Of special interest to the Board of Directors are opportunities for growth in the areas
of research & development spending, patents, high-tech employment, and science PhD’s
granted in Wisconsin.
– Research and development (R&D) spending:
As a share of Wisconsin’s total output, R&D spending rose in 2003, reaching 1.86%. Despite the increase, the state remained behind the national average of 2.55%. Wisconsin also trailed all of its neighbors, except Iowa (1.42%).
The number of patents received in a state reflects the impact that both public and
private sectors have in advancing science and technology. From 1993 to 2001, patents awarded to Wisconsinites rose steadily. However, the number has now fallen for four consecutive years. Wisconsinites were awarded 1,756 patents in 2005, down 11.1% from 1,975 in 2004. Though the number of patents awarded per person has fallen 18.0% in Wisconsin in five years, the national rate has fallen faster.
– High-Tech Employment:
Within manufacturing and service industries, high-tech companies have become critical for economic growth. In addition, jobs in these industries pay well above average. As a share of private employment, Wisconsin’s high-tech industries remained steady at 3.3% in 2004. Nationally, high-tech employment declined 0.1
points, though it accounted for a much higher percentage of employment (5.1%). Among neighboring states, only Iowa had a smaller high-tech sector than Wisconsin.
– Doctoral Degrees:
PhD’s in science, engineering, computer sciences, and mathematics provide the
human capital for research that generates new technology, new jobs and overall
economic growth. The number of doctoral degrees granted in the sciences declined slightly in 2005 and is down 11% over the last five years.
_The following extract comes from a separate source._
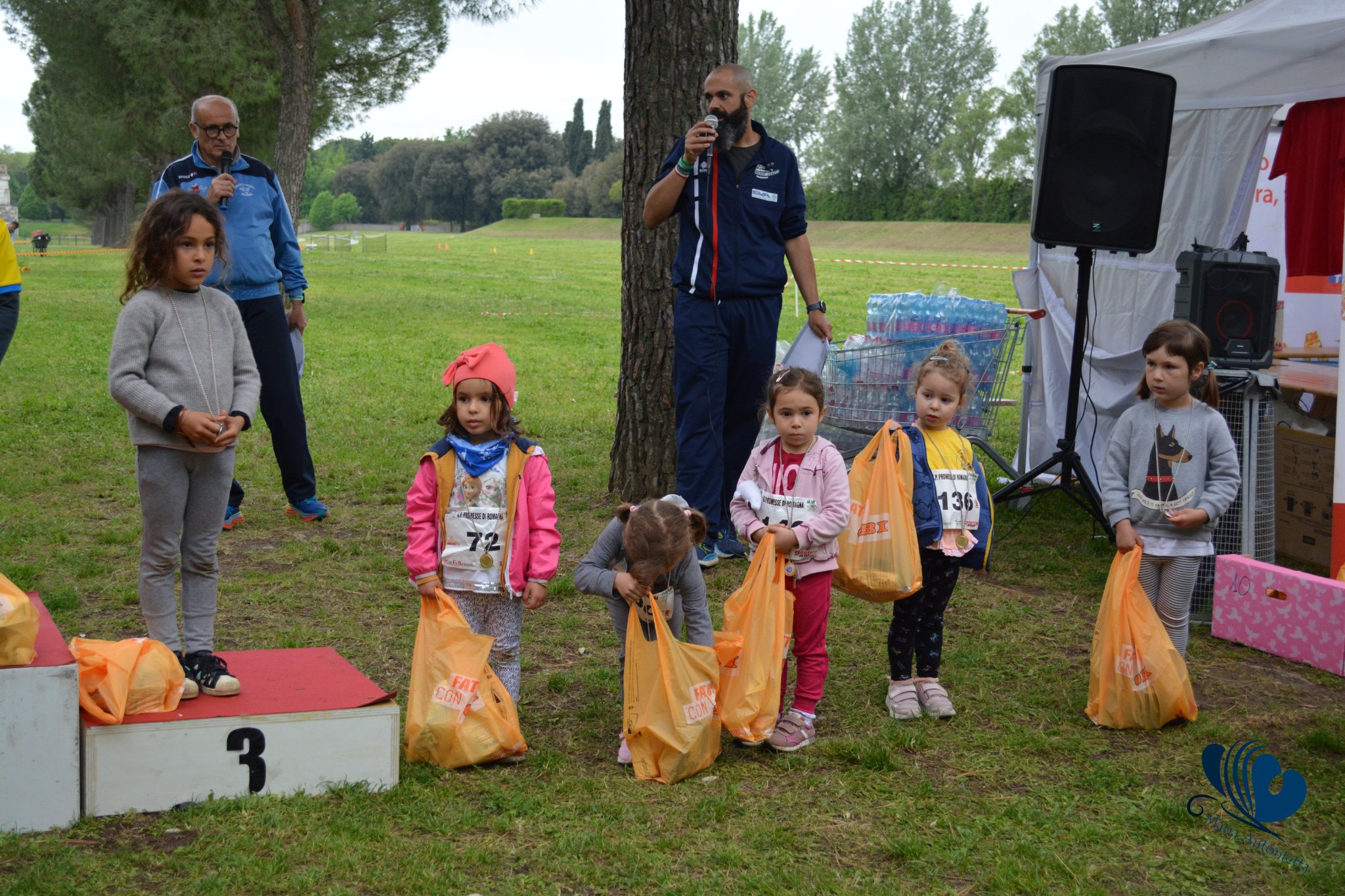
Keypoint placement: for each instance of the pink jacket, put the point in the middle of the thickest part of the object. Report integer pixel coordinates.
(821, 477)
(535, 550)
Wisconsin’s universities awarded 63.6 per one million population, slightly above the national
average but below Illinois, Iowa, and Michigan. Wisconsin awarded more than 88 per million population in 1994.
“These benchmarks identify opportunities for the CWI Board of Directors, representing business, labor, agriculture and education, to work with Wisconsin policymakers and create a more competitive environment in which to grow and retain jobs,” stated O’Neill.
CWI originated the Measuring Success report card after a 1997 gubernatorial commission urged the state to track its economic progress and the growth of quality jobs, education and training. The series of reports has been prepared annually by the professional research staff at the Wisconsin Taxpayers Alliance (WISTAX). WISTAX is
a nonprofit, nonpartisan organization devoted to public-policy research and citizen education.